A única certeza que temos é a de que, segundo o nosso Governo, o ano de 2012 vai ser dos mais complicados a todos os níveis, sem que, no entanto, seja apresentado qualquer cenário ou medida, por mais paliativa que seja, que motive os agentes a tomar decisões ou, pelo menos, a definir um prazo para as tomar.
 
Ou seja: estamos parados, em suspense, à espera que alguém tome medidas para nós, por nós, por todos, para que as condições económicas permitam dinamizar o mercado de emprego.
 
O que fazer, então, durante os próximos 365 dias (ou mais) que nos esperam, a nós, empregados e desempregados, precários e efectivos, empregadores e empresários?
 
Em primeiro lugar, há que ser optimista: diz-se que o nosso país nunca esteve tão mal como agora, mas a verdade é que também nunca esteve muito bem.
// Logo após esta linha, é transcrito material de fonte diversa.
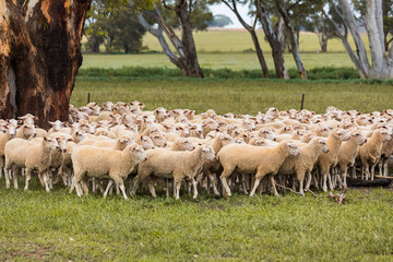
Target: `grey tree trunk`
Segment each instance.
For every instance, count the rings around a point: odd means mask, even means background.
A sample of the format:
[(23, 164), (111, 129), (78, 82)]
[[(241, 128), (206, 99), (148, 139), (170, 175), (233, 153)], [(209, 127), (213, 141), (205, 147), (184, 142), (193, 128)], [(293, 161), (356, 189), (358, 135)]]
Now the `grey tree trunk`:
[(283, 26), (284, 21), (278, 16), (277, 25), (273, 31), (272, 22), (269, 19), (267, 11), (261, 0), (254, 1), (258, 17), (262, 24), (263, 32), (272, 48), (272, 57), (277, 79), (289, 79), (288, 71), (285, 67), (284, 47), (283, 47)]
[[(132, 5), (133, 1), (130, 2), (130, 4)], [(188, 12), (188, 2), (176, 1), (175, 11), (181, 24), (181, 39), (176, 35), (175, 31), (165, 22), (162, 13), (157, 8), (154, 8), (153, 10), (146, 10), (143, 13), (140, 13), (138, 15), (138, 20), (148, 33), (157, 37), (168, 59), (181, 70), (181, 73), (184, 76), (203, 78), (203, 70), (199, 64), (195, 43), (193, 40), (190, 14)], [(145, 17), (150, 17), (151, 20), (153, 20), (158, 25), (158, 28), (154, 28), (146, 21)], [(166, 40), (164, 34), (168, 37), (171, 45), (175, 47), (177, 55), (170, 49), (170, 46)]]
[(236, 14), (236, 16), (239, 20), (240, 24), (247, 29), (248, 33), (250, 33), (252, 43), (253, 43), (253, 45), (255, 47), (255, 52), (257, 52), (258, 60), (259, 60), (259, 62), (261, 64), (263, 76), (269, 78), (267, 64), (266, 64), (266, 61), (264, 59), (263, 51), (262, 51), (261, 45), (259, 43), (257, 33), (255, 33), (255, 25), (257, 25), (257, 21), (258, 21), (257, 17), (255, 17), (255, 21), (253, 23), (253, 26), (251, 26), (251, 25), (247, 24), (246, 21), (241, 17), (241, 15), (238, 12), (238, 9), (236, 7), (236, 1), (235, 0), (231, 1), (231, 3), (233, 3), (231, 5), (225, 0), (222, 0), (222, 2), (224, 2)]
[(0, 0), (0, 118), (68, 120), (91, 0)]
[(296, 31), (295, 31), (293, 24), (290, 23), (288, 12), (287, 12), (283, 1), (277, 1), (276, 7), (277, 7), (279, 14), (282, 15), (282, 17), (284, 20), (285, 26), (287, 27), (288, 33), (289, 33), (290, 51), (294, 56), (294, 60), (296, 63), (296, 68), (298, 69), (298, 72), (299, 72), (299, 76), (300, 76), (300, 79), (307, 80), (307, 72), (306, 72), (306, 68), (301, 61), (301, 58), (300, 58), (299, 44), (298, 44), (298, 39), (296, 37)]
Por isso, e apesar do impacto das medidas de austeridade que irão doer a todos, é bastante provável que consigamos ver uma curva ascendente nos gráficos do emprego e da economia ainda em 2012.
 
Em segundo lugar, será importante mudar, de uma vez por todas, a nossa mentalidade e pensar que, antes de procurar emprego fora do país, é possível que existam empregos (e bons) noutras regiões de Portugal. Fomentar a mobilidade no sector privado é algo que depende dos profissionais; não pode, nem deve, ser imposto por legislação, empregadores ou qualquer outro agente.
 
Há já muito tempo que deixou de ser viável "escolher" um emprego consoante a localização, sobretudo num país de pequena dimensão como Portugal. Nos países mais desenvolvidos económica e socialmente, os quadros, seja em que sector for, buscam as oportunidades e só depois filtram a região ou cidade, fazendo mudanças completas nas suas vidas, para milhares de quilómetros de distância da sua residência.
 
No entanto, em Portugal, país que se atravessa de Norte a Sul em poucas horas, as mentalidades ditam que seja quase inconcebível mudar de distrito atrás de uma boa oportunidade profissional, seja para sair do desemprego ou simplesmente para conseguir evoluir na carreira. A excepção está em alguns quadros do sector público, como os agentes da autoridade, os profissionais de saúde e os professores.
 
Curiosamente, analisando os fluxos de emigração dos portugueses, verificamos que são poucos os profissionais que foram trabalhar no seu ofício no país de destino, mas asseguraram uma estabilidade profissional e económica que não tinham em Portugal no momento em que emigraram.
 
Por essa lógica, porque não tentar fazer o mesmo sem sair do país?